Never in the history of modern medicine have physicians been more dissatisfied. US healthcare used to lead the world in innovation and outcomes, now we struggle to break the top thirty. We may have the most brilliant doctors and scientists with access to the best resources, but the need to maximize profits while catering to special interests, be they commercial or political, has led us to favour certain therapies over others despite marginal proven benefits. Doctors have little autonomy and less authority; prescribed treatments are routinely denied by insurance companies without a second thought or appropriate peer review. In fact, insurers even renamed us “providers”, a term used to by Nazis when referring to Jewish doctors to devalue them professionally. Over 56% of physicians are burned out, nearly all report moral injury and as hospitals have systematically replaced doctors with non-physicians with limited training, we have watched the standard of care deteriorate. It is no wonder we have witnessed the single biggest loss in life expectancy since WWII. The prognosis is grim, but there are solutions.
We need to reinvent healthcare by removing the middleman. We don’t have to set the price, but we can make it transparent so patients can decide for themselves if it is worth the inconvenience, the delay, and the co-pay to use insurance or just pay directly. Health savings accounts are tax deferred and can cover an out-of-pocket maximum in just a couple of years. Paying for care means there are no surprise bills or out of network costs, because there are essentially no networks and therefore no need to follow restrictions. You’d be hard pressed to find a doctor or hospital unwilling to accept an immediate cash payment, especially when it costs nothing more than the service provided. There are no billing cycles, or claims to prepare, no up coding, or authorizations.
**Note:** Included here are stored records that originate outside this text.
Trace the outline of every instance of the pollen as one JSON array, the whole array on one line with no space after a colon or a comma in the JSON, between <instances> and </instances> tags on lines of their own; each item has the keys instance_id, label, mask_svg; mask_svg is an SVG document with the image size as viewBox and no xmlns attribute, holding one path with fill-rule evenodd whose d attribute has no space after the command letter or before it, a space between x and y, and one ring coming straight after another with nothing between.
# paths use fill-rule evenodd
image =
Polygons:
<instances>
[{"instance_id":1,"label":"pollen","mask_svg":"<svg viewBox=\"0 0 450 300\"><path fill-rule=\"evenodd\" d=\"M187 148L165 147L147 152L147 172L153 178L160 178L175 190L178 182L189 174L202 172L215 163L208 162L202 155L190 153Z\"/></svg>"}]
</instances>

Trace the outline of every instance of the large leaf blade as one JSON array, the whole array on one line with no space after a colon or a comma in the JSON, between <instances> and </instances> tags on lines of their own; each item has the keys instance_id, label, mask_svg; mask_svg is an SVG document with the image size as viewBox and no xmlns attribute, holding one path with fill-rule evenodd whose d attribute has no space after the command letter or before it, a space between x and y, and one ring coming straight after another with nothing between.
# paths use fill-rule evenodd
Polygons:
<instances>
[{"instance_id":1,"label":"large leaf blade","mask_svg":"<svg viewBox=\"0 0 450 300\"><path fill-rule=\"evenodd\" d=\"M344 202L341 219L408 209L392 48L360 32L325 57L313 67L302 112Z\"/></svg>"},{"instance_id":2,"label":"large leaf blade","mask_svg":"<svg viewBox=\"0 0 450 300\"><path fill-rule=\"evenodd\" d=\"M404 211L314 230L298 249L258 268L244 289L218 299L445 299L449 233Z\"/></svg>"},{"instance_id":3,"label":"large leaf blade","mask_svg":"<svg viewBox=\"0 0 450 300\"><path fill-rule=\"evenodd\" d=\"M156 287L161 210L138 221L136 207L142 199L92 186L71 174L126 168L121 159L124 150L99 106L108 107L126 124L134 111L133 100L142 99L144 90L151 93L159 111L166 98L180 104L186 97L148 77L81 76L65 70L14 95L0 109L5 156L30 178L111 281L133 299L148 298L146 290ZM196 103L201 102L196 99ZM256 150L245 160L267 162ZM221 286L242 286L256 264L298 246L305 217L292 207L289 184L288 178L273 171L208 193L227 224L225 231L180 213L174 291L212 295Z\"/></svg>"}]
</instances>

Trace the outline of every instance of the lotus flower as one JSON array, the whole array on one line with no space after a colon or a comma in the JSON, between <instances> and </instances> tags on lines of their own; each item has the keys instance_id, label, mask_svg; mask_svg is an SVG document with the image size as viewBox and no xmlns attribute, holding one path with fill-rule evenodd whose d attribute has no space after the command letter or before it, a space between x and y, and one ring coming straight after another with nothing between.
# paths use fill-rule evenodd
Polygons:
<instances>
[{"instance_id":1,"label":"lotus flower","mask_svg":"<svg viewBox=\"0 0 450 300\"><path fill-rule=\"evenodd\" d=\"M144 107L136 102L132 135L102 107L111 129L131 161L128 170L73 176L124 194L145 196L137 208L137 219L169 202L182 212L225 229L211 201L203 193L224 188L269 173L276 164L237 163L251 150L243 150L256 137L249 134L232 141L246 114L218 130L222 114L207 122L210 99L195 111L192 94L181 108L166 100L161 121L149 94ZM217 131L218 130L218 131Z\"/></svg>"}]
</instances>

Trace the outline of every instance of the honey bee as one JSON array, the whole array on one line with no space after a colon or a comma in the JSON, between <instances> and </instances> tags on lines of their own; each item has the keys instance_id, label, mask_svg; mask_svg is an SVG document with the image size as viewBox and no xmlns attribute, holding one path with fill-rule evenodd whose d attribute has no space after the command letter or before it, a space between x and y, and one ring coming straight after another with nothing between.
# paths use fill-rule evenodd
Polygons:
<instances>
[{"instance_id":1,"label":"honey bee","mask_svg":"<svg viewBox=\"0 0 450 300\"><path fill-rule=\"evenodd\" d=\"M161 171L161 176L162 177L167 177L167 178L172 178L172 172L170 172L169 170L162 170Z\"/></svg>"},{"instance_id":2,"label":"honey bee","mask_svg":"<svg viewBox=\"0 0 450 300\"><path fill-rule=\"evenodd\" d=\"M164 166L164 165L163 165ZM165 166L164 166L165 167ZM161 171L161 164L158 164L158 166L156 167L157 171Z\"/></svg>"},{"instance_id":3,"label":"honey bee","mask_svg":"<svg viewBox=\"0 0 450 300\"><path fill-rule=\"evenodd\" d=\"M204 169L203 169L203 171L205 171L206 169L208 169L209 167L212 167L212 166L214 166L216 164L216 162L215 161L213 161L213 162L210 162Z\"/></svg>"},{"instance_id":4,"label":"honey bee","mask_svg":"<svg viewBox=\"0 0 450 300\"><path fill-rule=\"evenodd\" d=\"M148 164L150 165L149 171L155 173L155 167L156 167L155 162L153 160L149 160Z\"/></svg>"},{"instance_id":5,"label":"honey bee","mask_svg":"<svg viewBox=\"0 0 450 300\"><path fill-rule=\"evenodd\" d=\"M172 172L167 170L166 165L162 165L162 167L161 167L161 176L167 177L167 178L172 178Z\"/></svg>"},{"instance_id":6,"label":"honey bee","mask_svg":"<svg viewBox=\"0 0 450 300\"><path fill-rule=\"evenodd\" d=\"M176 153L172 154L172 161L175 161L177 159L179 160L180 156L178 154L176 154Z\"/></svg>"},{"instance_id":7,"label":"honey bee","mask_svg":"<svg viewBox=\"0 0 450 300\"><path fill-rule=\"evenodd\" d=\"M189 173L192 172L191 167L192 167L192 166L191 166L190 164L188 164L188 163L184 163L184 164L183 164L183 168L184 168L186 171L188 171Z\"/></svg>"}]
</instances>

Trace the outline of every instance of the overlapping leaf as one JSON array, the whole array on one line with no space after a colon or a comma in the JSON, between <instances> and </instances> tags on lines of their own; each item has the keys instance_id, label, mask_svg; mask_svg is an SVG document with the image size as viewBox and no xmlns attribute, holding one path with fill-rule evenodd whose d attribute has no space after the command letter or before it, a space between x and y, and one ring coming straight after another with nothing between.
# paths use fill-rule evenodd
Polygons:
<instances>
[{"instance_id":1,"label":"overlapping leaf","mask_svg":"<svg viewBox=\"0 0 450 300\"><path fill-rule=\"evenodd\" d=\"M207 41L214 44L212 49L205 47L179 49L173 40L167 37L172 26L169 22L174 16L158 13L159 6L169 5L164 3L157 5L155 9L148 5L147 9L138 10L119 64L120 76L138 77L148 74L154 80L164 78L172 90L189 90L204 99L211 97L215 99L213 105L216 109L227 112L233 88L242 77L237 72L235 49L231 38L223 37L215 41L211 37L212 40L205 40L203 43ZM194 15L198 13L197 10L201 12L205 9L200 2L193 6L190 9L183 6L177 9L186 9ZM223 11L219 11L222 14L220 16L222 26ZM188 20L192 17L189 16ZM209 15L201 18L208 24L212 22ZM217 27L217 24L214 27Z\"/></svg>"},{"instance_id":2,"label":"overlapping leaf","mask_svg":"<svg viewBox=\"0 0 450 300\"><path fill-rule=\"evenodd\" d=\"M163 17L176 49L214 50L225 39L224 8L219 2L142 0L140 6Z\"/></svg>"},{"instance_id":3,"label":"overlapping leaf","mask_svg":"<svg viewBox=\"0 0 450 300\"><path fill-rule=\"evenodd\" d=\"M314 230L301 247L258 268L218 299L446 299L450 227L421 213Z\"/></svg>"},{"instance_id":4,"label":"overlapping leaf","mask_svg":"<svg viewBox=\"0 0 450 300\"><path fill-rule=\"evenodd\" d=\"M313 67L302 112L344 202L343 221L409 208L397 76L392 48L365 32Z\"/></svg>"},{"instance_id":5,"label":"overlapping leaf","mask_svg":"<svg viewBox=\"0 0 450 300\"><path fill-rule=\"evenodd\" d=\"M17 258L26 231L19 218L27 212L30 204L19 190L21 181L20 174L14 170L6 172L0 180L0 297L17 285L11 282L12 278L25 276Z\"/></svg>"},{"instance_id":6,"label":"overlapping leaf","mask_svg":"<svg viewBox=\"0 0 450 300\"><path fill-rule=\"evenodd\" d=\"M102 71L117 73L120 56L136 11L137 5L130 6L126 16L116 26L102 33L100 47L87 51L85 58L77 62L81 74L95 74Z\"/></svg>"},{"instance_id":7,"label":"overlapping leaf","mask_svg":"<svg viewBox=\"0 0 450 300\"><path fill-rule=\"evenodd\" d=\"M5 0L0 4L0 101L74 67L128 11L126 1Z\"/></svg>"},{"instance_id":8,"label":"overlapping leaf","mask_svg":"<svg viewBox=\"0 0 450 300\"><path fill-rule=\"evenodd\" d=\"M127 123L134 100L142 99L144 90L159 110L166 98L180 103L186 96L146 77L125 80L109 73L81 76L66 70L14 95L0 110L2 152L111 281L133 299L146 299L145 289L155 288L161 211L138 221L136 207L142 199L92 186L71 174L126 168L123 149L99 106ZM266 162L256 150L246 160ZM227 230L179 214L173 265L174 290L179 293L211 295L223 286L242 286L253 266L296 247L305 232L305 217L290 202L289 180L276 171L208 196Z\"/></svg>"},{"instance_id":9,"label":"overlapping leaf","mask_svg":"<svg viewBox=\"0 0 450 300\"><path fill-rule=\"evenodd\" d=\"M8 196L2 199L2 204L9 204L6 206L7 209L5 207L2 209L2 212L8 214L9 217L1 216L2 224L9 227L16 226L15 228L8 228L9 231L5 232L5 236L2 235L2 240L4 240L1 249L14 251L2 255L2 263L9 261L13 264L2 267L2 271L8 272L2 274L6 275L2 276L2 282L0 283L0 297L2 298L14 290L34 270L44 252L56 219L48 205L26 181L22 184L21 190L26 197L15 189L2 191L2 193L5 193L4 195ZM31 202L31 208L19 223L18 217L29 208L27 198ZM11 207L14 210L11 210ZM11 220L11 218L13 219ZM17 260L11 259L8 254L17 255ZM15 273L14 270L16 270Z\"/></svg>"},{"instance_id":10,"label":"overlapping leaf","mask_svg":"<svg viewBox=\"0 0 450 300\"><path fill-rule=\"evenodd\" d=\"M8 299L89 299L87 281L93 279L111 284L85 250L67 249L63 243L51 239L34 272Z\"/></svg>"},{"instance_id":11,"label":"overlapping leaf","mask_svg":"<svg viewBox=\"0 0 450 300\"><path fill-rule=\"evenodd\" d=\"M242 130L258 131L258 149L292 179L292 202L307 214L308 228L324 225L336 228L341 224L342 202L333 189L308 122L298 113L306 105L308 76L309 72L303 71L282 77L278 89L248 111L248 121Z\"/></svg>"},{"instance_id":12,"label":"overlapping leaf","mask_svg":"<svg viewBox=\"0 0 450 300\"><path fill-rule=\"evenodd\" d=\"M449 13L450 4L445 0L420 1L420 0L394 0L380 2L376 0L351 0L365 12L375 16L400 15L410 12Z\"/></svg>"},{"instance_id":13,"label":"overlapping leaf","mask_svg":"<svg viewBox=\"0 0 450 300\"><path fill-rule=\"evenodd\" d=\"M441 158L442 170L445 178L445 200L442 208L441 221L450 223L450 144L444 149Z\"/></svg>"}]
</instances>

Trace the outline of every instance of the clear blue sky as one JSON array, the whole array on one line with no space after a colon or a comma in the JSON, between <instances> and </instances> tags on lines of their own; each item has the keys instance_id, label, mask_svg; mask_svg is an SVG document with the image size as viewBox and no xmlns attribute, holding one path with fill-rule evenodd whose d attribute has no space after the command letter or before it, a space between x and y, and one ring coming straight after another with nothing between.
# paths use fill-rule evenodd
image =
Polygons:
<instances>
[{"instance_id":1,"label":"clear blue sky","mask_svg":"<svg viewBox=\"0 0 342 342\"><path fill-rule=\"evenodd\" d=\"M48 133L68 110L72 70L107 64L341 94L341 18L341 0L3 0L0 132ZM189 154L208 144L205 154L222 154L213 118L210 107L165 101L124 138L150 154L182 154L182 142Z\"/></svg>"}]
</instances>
Doctors free to care for patients, patients treated individually and not subject to protocols designed to maximize charges. There are literally thousands of direct pay primary care and specialists now available all over the country and they are building alliances with likeminded people providing imaging, ancillary services, surgery centers, and prescriptions all at fair market prices. More and more employers are moving toward medical cost sharing plans that not only lower the cost of care but the cost of administration. Even the biggest payor, namely the government, sees the benefit of price transparency and is piloting models of direct contracting.
We will always need coverage for those unexpected events, emergencies, or hospital-based services, but all the rest - doctor visits, screening tests, and outpatient procedures - are easily affordable. After all, do we use our car insurance to pay for an oil change? If we did, the cost would be prohibitive and few of us would drive. But health insurers have lost our trust, they no longer cover necessary services and no longer honour contracts with physicians or patients. It is time to offer another option and let the patients and doctors get back to the real business of medicine.